Background information
- Born: Cody Robert Simpson 11 January 1997 (age 29) Gold Coast, Queensland, Australia
- Genres: Pop; R&B;
- Occupations: Singer; songwriter; swimmer; model; media personality;
- Instruments: Vocals; guitar;
- Years active: 2009–present
- Labels: Atlantic; Coast House; Bananabeat; Entertainment One U.S. LP; BMG;
- Website: codysimpson.com
- Sports career
- Sport: Swimming
- Strokes: Butterfly
- Club: Griffith Swim Team
- Coach: Michael Bohl

Medal record
Men's swimming
Representing Australia
Commonwealth Games
| Gold medal – first place | 2022 Birmingham | 4×100 metre freestyle |
| Silver medal – second place | 2022 Birmingham | 4×100 m medley |

= Cody Simpson =

Australian singer and swimmer (born 1997)

Cody Robert Simpson (born 11 January 1997) is an Australian singer, actor, and a former competitive swimmer.
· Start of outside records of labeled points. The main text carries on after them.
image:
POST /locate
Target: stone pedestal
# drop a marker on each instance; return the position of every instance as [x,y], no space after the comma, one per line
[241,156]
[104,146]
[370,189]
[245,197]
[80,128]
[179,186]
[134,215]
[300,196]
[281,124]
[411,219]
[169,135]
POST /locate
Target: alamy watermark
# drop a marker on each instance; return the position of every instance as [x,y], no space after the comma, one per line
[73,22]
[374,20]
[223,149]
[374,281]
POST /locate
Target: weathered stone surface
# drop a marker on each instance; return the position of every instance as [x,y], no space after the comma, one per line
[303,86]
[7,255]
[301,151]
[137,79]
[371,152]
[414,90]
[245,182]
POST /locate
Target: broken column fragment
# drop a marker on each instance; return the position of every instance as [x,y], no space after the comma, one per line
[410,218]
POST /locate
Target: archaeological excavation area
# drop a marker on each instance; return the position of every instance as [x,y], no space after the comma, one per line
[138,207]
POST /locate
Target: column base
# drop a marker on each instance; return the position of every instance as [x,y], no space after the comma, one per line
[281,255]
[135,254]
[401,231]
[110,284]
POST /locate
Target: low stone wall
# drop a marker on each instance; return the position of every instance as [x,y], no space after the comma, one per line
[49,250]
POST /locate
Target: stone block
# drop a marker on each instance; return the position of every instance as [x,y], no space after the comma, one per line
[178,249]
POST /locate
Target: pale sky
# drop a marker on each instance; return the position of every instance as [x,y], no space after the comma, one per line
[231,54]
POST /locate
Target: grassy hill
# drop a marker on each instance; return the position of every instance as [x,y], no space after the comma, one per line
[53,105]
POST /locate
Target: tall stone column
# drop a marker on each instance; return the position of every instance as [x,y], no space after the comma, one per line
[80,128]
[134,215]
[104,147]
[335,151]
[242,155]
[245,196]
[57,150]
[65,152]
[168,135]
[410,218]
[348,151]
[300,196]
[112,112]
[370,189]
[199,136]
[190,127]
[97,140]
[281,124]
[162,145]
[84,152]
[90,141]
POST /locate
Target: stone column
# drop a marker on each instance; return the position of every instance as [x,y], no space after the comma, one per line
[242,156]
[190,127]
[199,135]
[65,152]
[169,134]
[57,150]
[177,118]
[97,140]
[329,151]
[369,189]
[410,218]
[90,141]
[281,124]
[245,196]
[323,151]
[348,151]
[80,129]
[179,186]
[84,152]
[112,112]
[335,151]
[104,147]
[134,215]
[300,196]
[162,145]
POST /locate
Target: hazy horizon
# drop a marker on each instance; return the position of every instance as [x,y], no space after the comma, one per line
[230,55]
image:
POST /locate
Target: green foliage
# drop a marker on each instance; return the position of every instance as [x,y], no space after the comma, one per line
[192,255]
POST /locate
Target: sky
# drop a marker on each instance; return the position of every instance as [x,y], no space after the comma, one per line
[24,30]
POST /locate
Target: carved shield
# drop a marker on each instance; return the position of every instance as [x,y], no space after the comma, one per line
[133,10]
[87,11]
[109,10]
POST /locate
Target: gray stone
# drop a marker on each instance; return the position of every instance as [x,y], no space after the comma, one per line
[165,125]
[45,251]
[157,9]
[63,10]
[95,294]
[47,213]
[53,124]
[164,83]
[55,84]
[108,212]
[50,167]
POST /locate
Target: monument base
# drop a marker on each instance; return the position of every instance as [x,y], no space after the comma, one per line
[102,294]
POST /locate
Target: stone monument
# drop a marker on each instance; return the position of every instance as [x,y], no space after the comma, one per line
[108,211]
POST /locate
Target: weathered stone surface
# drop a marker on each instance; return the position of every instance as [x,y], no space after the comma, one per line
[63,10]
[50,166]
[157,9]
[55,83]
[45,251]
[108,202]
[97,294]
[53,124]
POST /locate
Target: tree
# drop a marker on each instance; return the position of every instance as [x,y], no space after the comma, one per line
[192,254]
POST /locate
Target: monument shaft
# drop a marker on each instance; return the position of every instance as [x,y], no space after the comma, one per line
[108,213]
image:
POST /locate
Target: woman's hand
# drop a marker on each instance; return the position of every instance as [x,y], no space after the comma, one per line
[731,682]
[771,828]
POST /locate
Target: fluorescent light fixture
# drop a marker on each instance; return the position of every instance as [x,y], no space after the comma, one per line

Since his debut as a recording artist, he has released four solo studio albums: Paradise (2012), Surfers Paradise (2013), Free (2015), and a self-titled album (2022), with another album currently in the works to be released in 2026. He portrayed the lead role of Dmitry in the Broadway musical Anastasia from November 2018 through April 2019. The same year, he won the first season of The Masked Singer Australia as "Robot".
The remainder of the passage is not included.